Quant au roi maléfique, Zeus le fit transformer en loup : « La terreur le frappa, il prit la fuite, et dans les plaines silencieuses, il hurle dans ses vaines tentatives de parler ; il s’emporte, il est en colère, et ses mâchoires avides, désirant leur abattage habituel, se retournent contre les moutons, toujours avides de leur sang. Son vêtement se sépare en poils hirsutes, ses bras sont changés en jambes ; et comme un loup, il a les mêmes mèches grises, le même visage dur, les mêmes yeux brillants, le même regard féroce ».

Lycaon transformé en loup

Lycaon transformé en loup » par Henrik Goltzius. ( Domaine public )

À la fin du récit, Ovide fait remarquer à Zeus : « Ainsi est tombée une maison, mais pas une seule ne méritait de périr ; sur toute la terre, des actes féroces prévalent, – tous les hommes conspirent dans le mal. Qu’ils ressentent donc le poids des terribles châtiments si justement mérités, car telle est ma volonté immuable ». Sans doute Ovide avait-il l’intention de mettre en garde ses lecteurs contre le fait de commettre le mal, de peur qu’ils ne subissent la justice divine.

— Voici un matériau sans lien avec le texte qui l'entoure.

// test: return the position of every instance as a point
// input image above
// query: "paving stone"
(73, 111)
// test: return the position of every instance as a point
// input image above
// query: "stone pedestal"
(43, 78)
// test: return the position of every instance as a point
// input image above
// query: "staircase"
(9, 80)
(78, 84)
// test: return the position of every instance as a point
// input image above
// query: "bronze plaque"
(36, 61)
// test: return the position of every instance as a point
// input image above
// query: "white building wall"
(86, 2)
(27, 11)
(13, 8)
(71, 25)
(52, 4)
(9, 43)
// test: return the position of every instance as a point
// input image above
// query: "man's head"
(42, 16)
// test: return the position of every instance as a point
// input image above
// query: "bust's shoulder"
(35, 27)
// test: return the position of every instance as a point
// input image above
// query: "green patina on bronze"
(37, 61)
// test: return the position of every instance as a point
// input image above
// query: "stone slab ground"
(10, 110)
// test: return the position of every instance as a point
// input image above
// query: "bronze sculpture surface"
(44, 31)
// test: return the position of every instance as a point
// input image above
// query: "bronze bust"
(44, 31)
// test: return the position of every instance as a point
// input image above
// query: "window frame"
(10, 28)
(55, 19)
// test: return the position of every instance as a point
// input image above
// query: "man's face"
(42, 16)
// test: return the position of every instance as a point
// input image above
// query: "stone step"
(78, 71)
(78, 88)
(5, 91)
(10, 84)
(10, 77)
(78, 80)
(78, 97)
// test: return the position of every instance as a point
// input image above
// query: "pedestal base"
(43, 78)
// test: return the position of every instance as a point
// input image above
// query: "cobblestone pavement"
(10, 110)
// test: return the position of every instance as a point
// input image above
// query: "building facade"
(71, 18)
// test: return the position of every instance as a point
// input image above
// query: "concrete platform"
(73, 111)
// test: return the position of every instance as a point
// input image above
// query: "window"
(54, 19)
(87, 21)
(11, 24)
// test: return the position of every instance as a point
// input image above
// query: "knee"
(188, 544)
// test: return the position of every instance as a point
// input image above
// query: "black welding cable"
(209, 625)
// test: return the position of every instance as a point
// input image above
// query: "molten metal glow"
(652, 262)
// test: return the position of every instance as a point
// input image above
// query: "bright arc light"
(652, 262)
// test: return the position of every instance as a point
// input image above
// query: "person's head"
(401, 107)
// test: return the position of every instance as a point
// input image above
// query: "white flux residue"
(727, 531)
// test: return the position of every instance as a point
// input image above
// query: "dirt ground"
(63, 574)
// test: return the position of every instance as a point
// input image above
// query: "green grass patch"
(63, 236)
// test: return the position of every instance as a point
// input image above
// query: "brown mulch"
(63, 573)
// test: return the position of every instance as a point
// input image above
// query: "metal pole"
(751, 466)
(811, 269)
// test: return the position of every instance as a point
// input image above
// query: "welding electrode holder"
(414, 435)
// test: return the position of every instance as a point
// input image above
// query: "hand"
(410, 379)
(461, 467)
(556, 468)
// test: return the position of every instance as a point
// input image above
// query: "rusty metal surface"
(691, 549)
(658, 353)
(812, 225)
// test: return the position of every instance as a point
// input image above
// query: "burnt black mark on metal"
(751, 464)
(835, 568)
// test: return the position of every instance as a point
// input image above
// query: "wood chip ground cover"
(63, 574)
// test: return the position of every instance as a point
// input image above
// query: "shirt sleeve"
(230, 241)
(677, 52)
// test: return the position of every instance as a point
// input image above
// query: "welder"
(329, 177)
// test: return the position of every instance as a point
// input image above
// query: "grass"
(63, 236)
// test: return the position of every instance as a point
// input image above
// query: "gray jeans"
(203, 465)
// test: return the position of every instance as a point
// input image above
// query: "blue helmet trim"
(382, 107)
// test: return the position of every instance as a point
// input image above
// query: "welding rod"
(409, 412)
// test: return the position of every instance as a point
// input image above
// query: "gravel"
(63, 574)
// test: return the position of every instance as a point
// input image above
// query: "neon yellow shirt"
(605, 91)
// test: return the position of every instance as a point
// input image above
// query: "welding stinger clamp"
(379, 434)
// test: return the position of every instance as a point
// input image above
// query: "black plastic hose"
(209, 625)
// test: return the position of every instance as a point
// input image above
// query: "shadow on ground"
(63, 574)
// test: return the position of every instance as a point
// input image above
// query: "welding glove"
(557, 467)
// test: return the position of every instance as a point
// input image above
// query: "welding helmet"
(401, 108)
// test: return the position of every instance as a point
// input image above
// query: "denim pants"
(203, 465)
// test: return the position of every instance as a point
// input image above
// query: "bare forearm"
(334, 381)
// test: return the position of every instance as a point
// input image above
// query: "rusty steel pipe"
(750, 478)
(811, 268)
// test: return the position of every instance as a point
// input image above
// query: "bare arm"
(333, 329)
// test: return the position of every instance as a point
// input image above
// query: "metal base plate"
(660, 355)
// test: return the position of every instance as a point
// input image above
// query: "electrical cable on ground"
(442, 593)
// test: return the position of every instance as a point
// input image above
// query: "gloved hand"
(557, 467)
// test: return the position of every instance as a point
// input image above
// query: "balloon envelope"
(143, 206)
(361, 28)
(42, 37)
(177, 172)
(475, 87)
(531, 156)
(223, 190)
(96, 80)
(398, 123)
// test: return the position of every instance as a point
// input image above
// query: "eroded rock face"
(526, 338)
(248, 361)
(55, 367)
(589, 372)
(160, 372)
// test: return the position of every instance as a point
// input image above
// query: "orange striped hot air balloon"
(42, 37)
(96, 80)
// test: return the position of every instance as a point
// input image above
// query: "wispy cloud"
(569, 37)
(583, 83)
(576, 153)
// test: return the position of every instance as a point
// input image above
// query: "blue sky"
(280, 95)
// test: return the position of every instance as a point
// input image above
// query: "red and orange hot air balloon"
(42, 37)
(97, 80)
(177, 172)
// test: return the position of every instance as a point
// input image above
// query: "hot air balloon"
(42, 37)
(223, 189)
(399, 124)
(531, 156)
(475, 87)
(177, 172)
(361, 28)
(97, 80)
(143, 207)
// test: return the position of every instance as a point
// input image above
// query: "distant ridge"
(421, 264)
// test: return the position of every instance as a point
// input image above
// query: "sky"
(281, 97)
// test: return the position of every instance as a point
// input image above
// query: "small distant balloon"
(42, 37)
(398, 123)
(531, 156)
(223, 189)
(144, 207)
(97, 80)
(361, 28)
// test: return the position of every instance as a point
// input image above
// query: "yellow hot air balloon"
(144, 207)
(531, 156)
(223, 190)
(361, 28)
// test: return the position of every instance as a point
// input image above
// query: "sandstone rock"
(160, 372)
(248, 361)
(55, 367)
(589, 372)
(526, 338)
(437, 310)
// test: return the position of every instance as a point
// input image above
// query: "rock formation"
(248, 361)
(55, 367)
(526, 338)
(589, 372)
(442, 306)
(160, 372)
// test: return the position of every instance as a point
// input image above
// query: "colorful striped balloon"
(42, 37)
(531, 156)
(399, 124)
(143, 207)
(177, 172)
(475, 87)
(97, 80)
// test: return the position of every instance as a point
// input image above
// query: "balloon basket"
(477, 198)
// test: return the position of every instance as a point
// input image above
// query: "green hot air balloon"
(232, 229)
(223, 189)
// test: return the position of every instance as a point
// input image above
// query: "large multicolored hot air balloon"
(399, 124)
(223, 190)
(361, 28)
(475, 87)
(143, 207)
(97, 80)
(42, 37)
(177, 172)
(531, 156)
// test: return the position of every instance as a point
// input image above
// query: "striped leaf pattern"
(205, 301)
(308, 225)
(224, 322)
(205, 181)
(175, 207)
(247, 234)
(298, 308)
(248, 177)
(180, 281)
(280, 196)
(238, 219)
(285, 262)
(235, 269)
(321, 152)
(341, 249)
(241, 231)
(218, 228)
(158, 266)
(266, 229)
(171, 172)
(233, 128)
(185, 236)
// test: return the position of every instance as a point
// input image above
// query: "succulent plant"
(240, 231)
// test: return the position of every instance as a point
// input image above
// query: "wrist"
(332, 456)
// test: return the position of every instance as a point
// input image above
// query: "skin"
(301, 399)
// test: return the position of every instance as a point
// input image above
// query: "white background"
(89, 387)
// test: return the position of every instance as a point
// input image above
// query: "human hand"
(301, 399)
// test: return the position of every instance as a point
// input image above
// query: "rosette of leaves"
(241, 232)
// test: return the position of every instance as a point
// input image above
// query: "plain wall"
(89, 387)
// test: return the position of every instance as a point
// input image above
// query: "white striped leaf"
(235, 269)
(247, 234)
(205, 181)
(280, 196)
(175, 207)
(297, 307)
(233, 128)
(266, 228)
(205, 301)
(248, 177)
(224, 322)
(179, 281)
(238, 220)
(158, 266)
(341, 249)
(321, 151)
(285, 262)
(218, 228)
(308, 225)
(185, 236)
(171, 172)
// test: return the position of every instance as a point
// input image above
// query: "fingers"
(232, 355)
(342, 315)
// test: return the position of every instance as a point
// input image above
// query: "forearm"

Variations sur le mythe de Lycaon

Une autre version du mythe se trouve dans la Bibliotheca de Pseudo-Apollodorus, communément datée du 1er ou du 2e siècle après J.-C. Contrairement à la version du mythe d’Ovide, celle donnée par Pseudo-Apollodorus affirme que l’acte malfaisant a été perpétré par les fils de Lycaon, plutôt que par le roi lui-même. Soit dit en passant, Pseudo-Apollodorus affirme que Lycaon avait 50 fils et donne le nom de chacun d’eux.

En tout cas, on dit que les fils de Lycaon « ont dépassé tous les hommes par leur orgueil et leur impiété ». Zeus, qui voulait voir par lui-même l’orgueil et l’impiété de ces hommes, leur rendit visite sous la forme d’un journalier. Les fils de Lycaon « lui offrirent l’hospitalité et après avoir massacré un enfant mâle des indigènes, ils mélangèrent ses intestins avec les sacrifices et les lui présentèrent, à l’instigation du frère aîné Mainalos ».

Inutile de dire que Zeus savait ce qu’ils faisaient, qu’il était furieux et qu’il « fit exploser Lykaon et ses fils par la foudre ». Seul le plus jeune fils, Nyctimus, fut épargné, car Gaïa « fut assez rapide pour saisir la main droite de Zeus et apaiser ainsi sa colère ». C’est Nyctimus qui succéda à Lycaon comme roi, et c’est pendant son règne que se produisit le Grand Déluge, qui, selon certains, fut la punition de Zeus pour l’impiété des fils de Lycaon. On peut ajouter que dans certaines versions du mythe, Nyctimus serait celui que Lycaon aurait massacré et préparé comme un repas pour Zeus.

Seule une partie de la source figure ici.